Introspection - The Next Chapter

As I'm writing I am listening to Linkin Park's album One More Light. Today was the day of my father Ebenezer 'Joojo' 'Astro' Asafu-Adjaye's funeral service. 

For the majority of the day I have had no emotions shown and the answer to the usual question of "how are you feeling?" Is always answered by me in "I'm alright". But I know deep inside I am not okay. 

I am sitting in my back seat during the service with many emotions. Anger? Check. Sadness? Check. Anxiety? Also check. 

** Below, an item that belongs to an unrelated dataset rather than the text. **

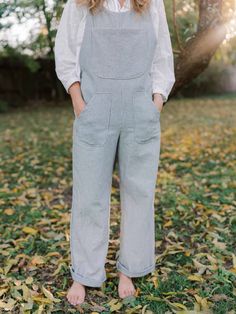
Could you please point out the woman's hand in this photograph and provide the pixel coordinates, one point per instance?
(158, 100)
(77, 99)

It has gotten so bad that I almost lost control inside the event space in front of my now widowed mother and a bunch of relatives. All over a simple family picture that they wanted but when I was finally ready for, they weren't. 

Now I know that I have my share of demons. Some way stronger and tempting than others. But as of now. Me being 25. And at the age of 22, losing my best friend and pretty much distant brother Dealo. I am pretty distraught. 

Life goes on. Yes. But even in my past I have had these strange feelings of depression and reckless, destructive and harmful behavior of myself. But today, although I sit here in silence now with my headphones dead and lying in my ears, there they are. Resurfaced. I really hope that I can control them like before going forward. Because like Machine Gun Kelly said in his song "Death in my Pocket, "I think I'm ready to die tonight, It's fucked up 'cause I ain't lived half my life. 

Let's see where this goes going forward. 

Love you Daddy. Wish you the best of luck in the skies above.